United States officials hope that UN Secretary-General Javier P'erez de Cu'ellar's visit to the Gulf region will temporarily ease Iranian attacks on tankers. The Secretary-General arrives in Tehran today. But a basic skepticism persists over whether Iran is serious about agreeing to a cease-fire. The officials also share the following perceptions of the Gulf situation and US policy toward the region:
The realization that the return of fighting in the Gulf heightens the risk of a clash involving US forces and that US actions and policy are now entangled in the moves of others in the Gulf (over which the US has little control).
A determination, despite the risks, to maintain the long-term commitment to defend the Gulf Arabs and rein in Iranian behavior, but a willingness to talk seriously to Iran whenever it is ready to begin a constructive dialogue.
A serious commitment to pursue nonmilitary means to reduce tensions in the Gulf region and end the Iran-Iraq war, particularly through the UN.
A firm intention to pursue UN sanctions against Iran if Iran further delays accepting July's UN Resolution 598 calling on Iran and Iraq to accept a cease-fire.
Growing recognition that the Soviet Union will have to play a key role if the UN process is to work. Opinion is divided, however, over whether Moscow is willing to be tough with Iran and the degree to which the US should seek to engage Moscow in broader efforts to end the war.
Officials and private specialists acknowledge that the renewed tanker war has increased the nervousness among politicians and others in Washington. However, they do not see this anxiety developing into a serious congressional challenge to US policy. Rather, they see broad agreement that this policy is based on important strategic considerations.
Some officials express anger that Iraq did not wait longer before attacking Iran and felt that the US should have been more critical of the Iraqi attacks, since they took the focus off of Tehran as the one resisting a cease-fire. Paul Jabber of the Council on Foreign Relations explains, and officials agree, that hitting Iran's oil exports is the only ``offensive weapon'' Iraq has to affect ``Iran's calculus on the war.'' Otherwise, it just has to absorb Iran's ground attacks, Mr. Jabber says.
On the positive side, one State Department official noted, Iran is being careful to stay away from US-protected shipping.
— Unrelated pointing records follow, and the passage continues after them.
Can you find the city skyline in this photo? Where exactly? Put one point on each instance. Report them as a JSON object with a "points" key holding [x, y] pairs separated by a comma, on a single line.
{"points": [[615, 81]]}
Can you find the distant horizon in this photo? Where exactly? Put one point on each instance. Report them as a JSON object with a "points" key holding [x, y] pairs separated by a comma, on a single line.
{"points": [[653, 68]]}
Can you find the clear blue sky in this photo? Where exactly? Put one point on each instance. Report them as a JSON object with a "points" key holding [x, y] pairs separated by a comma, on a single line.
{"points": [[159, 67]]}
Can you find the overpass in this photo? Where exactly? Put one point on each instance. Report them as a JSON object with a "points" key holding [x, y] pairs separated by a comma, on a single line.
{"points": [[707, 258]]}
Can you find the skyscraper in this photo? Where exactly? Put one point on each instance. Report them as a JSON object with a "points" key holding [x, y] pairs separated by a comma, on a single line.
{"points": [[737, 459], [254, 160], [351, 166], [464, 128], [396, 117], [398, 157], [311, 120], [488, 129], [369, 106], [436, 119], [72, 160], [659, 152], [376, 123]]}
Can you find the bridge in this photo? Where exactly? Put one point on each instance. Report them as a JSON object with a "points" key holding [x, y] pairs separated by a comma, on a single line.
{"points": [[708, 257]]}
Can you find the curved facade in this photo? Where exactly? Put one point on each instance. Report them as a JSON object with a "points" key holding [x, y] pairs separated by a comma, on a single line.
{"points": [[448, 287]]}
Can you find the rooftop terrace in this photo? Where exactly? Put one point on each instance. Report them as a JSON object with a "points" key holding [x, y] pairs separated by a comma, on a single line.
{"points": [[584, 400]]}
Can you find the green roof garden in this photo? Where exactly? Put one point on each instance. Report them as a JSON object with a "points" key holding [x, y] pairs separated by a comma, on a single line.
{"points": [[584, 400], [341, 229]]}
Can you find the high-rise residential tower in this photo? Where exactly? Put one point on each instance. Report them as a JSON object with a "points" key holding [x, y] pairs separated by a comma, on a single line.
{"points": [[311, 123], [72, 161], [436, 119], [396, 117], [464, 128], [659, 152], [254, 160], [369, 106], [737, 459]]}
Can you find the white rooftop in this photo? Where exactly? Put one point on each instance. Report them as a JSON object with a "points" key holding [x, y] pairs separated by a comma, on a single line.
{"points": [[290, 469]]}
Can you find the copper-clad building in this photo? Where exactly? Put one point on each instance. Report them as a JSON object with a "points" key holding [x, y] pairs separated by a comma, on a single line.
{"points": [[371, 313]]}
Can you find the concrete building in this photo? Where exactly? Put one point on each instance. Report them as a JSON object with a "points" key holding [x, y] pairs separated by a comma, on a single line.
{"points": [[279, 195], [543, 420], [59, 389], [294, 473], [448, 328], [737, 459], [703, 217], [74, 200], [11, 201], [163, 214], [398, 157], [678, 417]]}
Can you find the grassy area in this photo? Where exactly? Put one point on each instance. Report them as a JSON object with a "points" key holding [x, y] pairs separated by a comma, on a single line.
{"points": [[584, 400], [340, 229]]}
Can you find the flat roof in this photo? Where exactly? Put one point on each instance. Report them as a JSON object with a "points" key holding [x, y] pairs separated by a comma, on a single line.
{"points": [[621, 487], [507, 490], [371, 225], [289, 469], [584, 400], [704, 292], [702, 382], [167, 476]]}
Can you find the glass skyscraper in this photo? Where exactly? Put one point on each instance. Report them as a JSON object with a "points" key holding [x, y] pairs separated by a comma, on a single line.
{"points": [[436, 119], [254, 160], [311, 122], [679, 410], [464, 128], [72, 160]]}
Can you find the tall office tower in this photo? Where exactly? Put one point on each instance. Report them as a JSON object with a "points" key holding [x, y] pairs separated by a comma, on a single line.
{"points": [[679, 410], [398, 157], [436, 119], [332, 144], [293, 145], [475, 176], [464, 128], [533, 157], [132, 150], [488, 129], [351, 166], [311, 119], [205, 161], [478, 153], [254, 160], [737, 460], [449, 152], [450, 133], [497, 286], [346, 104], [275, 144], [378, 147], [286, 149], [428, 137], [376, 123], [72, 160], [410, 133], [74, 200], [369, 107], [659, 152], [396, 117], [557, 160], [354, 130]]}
He and others add that Tehran's invitation to the UN Secretary-General and its reported aid in the release of a West German hostage in Lebanon signal that Iran is feeling the pressure of US Gulf policy and international criticism. These sources underline that the renewed tension in the Gulf also points up the need to move quickly to a cease-fire or to sanctions of the belligerent that opposes one - in this case, Iran.
Jabber says the Iranians have in effect painted themselves into a corner by regularly repeating extreme conditions for ending the war. He argues that a ``constellation of pressures'' will have to be brought to bear on Iran to raise the costs of pursuing the war and to heighten the country's diplomatic isolation. Jabber suggests that the most effective means of pressure would be an international arms and oil embargo of Iran. Even if not perfect, such a step could tip the balance toward those in Iran who want to end the war, he says. Tehran does not have the economic margin to pursue the war much longer without real hardship if its trade income were cut and arms costs were raised significantly, Jabber explains.
Other US observers are pessimistic about Iran's sincerity in the UN cease-fire process.
On Sunday, Vernon Walters, America's ambassador to the UN, repeated Washington's intention to pursue an arms embargo in the UN Security Council, if there is no progress as a result of the Secretary-General's visit. US officials have discounted an economic embargo as too hard to monitor and as lacking support from other countries.
But Security Council agreement on an arms embargo will not be easy. US officials say a number of Security Council members are hesitant to impose any sanctions and some will probably try to delay action on any agreement. The Soviet Union and China are the two large question marks among the permanent members of the Security Council.